Bolsonarista convicto “Seu” Basílio de Castro, aposentado da Polícia Militar e morador de Botafogo, não se exime em falar seu nome, mas não concorda com fotos. Ele explica razões pelas quais participa das manifestações:
- A esquerda, os meios de comunicação, artistas e outras pessoas que se acham importantes criticam e falam mal do presidente Bolsonaro pelo fato dele ter implementado o lema “Deus acima de todos, e Brasil acima de tudo”, e por defender a família, ser contra aborto, o uso de drogas e se cercar de bispos e religiosos. Qualquer pessoa que tenha fé sabe que Deus está acima de todos e que o Brasil deve ser motivo de orgulho para todos nós. Reclamam de nosso presidente ter rompido com líderes de outros países, mas esses outros presidentes só querem nos explorar e, principalmente, tomar conta da Amazônia.
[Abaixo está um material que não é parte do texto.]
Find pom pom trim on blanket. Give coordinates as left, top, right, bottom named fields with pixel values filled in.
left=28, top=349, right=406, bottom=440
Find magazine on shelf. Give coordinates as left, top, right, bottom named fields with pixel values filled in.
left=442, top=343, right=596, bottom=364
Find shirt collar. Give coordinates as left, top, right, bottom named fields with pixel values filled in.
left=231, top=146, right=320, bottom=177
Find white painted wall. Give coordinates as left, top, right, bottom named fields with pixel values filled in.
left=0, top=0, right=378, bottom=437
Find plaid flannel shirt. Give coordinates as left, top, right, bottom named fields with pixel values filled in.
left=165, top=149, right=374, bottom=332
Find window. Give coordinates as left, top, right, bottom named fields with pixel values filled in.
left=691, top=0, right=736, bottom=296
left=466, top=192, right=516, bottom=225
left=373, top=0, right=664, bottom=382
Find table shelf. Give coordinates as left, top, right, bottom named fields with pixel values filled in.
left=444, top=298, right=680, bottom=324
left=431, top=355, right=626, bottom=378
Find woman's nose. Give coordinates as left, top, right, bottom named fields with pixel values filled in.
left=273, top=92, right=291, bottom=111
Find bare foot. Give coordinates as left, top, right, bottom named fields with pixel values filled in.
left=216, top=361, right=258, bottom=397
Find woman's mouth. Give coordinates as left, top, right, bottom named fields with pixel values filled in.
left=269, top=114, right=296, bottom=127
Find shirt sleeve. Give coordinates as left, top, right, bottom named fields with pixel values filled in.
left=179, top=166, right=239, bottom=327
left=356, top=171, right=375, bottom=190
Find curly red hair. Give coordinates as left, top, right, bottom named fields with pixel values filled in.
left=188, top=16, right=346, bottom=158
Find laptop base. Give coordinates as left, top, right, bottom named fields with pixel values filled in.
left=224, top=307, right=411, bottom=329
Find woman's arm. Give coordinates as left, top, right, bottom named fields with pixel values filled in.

Muitos estão felizes com a volta de Lula, comprovadamente, um ladrão, e que já começa a negociar para de novo fazer o Brasil refém dos países desenvolvidos. Tenho esperança que vamos descobrir irregularidades nas eleições, pois sabemos que foi roubada, e que Jair Bolsonaro permanecerá à frente da presidência para terminar de consertar esse país. Não podemos ser governados por essa corja, por esses pilantras da esquerda - conclui.
Quanta ignorância! Faz lembrar Castro Alves: "... E existe um povo que a bandeira empresta para encobrir tanta infâmia e covardia?"